Sözkonusu Rapor-Kitap’ta; 1860’lı yıllardan itibaren Dersim’e karşı düzenlenmiş askeri harekatlar anlatılmakta ve bölgede yöneticilik yapmış çok sayıda asker ve sivil yöneticinin raporlarına yer verilmektedir. Kitabın cep bölümünde de, hem eski harekatlara hem de yapılması planlanan harekata ilişkin askeri planlar ve krokiler yer almaktadır. Rapor-Kitap’ta ayrıca, katliamdan sonra hangi aşiretlerin Batı bölgelerinde nerelere sürüleceğine ilişkin listeler de yer almaktadır.

Bilindiği gibi, 1925'ten sonra Kürt/Nakşibendi tekkelerinin yanısıra Alevi tekkeleri de kapatılmış; ancak 1927'de Bektaşi tekkeleri üzerindeki baskı göreceli olarak yumuşatılırken; Alevi/Kürt kimlikli Dersim ve çevresi dergâhları ve tekkeleri süresiz yasaklanmıştı. Bu yasaklanmanın yanısıra başta Dersim bölgesi olmak üzere çoğunlukla Alevi/Kürt yerleşimlerine cami yapılmaya çalışılması herhalde yukarıdaki anlayışın bir ürünü olsa gerek.

Yukarda anılan ve 1998’de Kaynak Yayınları’nca yayımlanan gizli Rapor- Kitap’takilerin yanısıra, elde edilebilen kimi açık ya da gizli resmi belgeler, Faik Bulut tarafından "Belgelerle Dersim raporları" (İst. 1991) adıyla yayımlandı. Dersim'le ilgili hemen tamamı yayımlanmamış birçok gizli belgeye de biz "Kürdoloji Belgeleri"nde yer verdik (1994). Konuya ilişkin bir başka yayın ise M. Kalman'ın "Belge ve Tanıklarıyla Dersim Direnişleri" (İst. 1995).

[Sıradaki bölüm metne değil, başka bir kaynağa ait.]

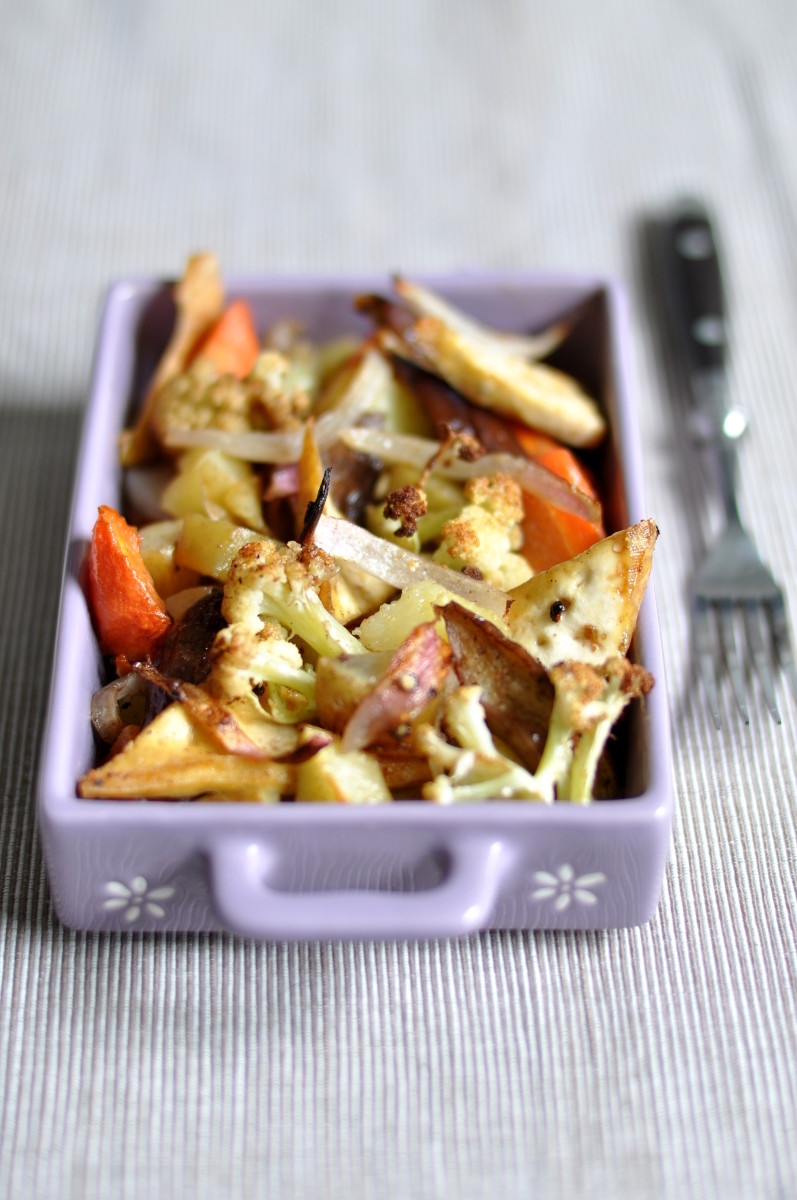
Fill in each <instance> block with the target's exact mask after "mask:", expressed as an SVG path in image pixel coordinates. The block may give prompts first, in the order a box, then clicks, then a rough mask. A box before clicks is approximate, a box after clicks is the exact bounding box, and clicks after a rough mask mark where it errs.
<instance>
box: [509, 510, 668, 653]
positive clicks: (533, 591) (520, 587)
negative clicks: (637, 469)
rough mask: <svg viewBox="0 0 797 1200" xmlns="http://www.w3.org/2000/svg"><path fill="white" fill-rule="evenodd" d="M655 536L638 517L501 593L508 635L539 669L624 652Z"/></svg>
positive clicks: (632, 623)
mask: <svg viewBox="0 0 797 1200" xmlns="http://www.w3.org/2000/svg"><path fill="white" fill-rule="evenodd" d="M658 535H659V530H658V528H657V526H655V522H653V521H651V520H646V521H640V522H639V523H637V524H635V526H631V527H630V528H629V529H622V530H621V532H619V533H615V534H612V535H611V536H610V538H604V539H601V541H597V542H595V544H594V546H591V547H589V548H588V550H585V551H583V552H582V553H581V554H576V557H575V558H569V559H568V560H567V562H565V563H559V564H558V565H557V566H552V568H551V569H550V570H547V571H544V572H543V574H541V575H534V576H533V577H532V578H531V580H527V582H526V583H521V584H520V587H517V588H513V590H511V592H510V593H509V596H510V598H511V601H513V604H511V607H510V610H509V612H508V614H507V625H508V626H509V635H510V637H514V638H515V641H517V642H520V644H521V646H523V647H525V648H526V649H527V650H528V653H529V654H532V655H533V656H534V658H535V659H539V660H540V662H543V665H544V666H546V667H551V666H555V665H556V664H557V662H565V661H575V662H592V664H594V665H597V666H598V665H600V664H603V662H604V661H605V660H606V659H610V658H612V656H613V655H617V654H623V655H624V654H628V649H629V646H630V643H631V637H633V635H634V629H635V628H636V618H637V616H639V611H640V604H641V602H642V596H643V595H645V589H646V587H647V581H648V577H649V575H651V566H652V563H653V547H654V545H655V540H657V538H658Z"/></svg>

Bu belgelerin ortaya koyduğu temel gerçekliklerden biri, Alevi-Kürt kimliğinden dolayı Dersim'i önce Kürdistan'ın diğer kesimlerinden yalıtma, sırası gelince de "hizaya getirme ve tasfiye etme"dir. M. Kemal'in daha Diyarbakır'daki kolordu komutanlığı aşamasında, tümüyle Kürtlerden oluşturduğu Muhafız Taburu'nun komutanlığına getirdiği, 1923'te Kürt ulusal giysileriyle Meclis'e çağırıp Lozan'a telgraflar çektirdiği Dersim Mebusu Hasan Hayri Bey'i 1925'te idam ettirmesi; yine 1926'da Ankara'ya davet ederek görüştüğü Dersim aşiret reisleri heyetinin hemen tümünü 1937-38'de katlettirmesi; 1925 hareketinden başlayarak diğer Kürt hareketlerinden uzak tutmayı başardığı Dersim'i son çıban olarak görüp 937/38'de vurması bunun birkaç örneğidir.

Yukarda da vurguladığımız gibi; Kemalist yönetim, daha 1930'lu yılların başlarında hazırladığı gizli Dersim Raporu'nda; kimi Osmanlı yöneticilerinin de görüşlerini dayanak yaparak, Dersim katliamının altyapısını hazırlarken, katliamdan sonra hangi aşiretlerin Batı illerinde hangi belde ve köylerde iskân edileceğine ilişkin bir listeye de yer veriyordu.

4

Bazı muhbir-gazeciler, çoban kılığında Dersim yöresinde gizli araştırmalar yaparken; kimi Elazığ Halkevi temsilcileri de, halk arasına karışarak, sözde etnolojik ve folklorik derleme yapma adına halkın malvarlığı, insan gücü ve silah sayısı konusunda da tesbitler yapıyordu.

Mustafa Kemal'in, bu ön incelemelerin ardından 1936'da yaptığı şu açıklama, bir askeri manevra bahanesiyle 1937 yılı sonlarında başlayacak katliamın adeta habercisidir: "İç işlerimizde en önemli bir safha varsa, o da Dersim sorunudur. İçte bulunan iş bu yarayı, bu korkunç çıbanı temizleyip koparmak ve kökünden kesmek işi her ne pahasına olursa olsun yapılmalı ve bu hususta en acil kararların alınması için, hükümete tam ve geniş yetkiler verilmelidir."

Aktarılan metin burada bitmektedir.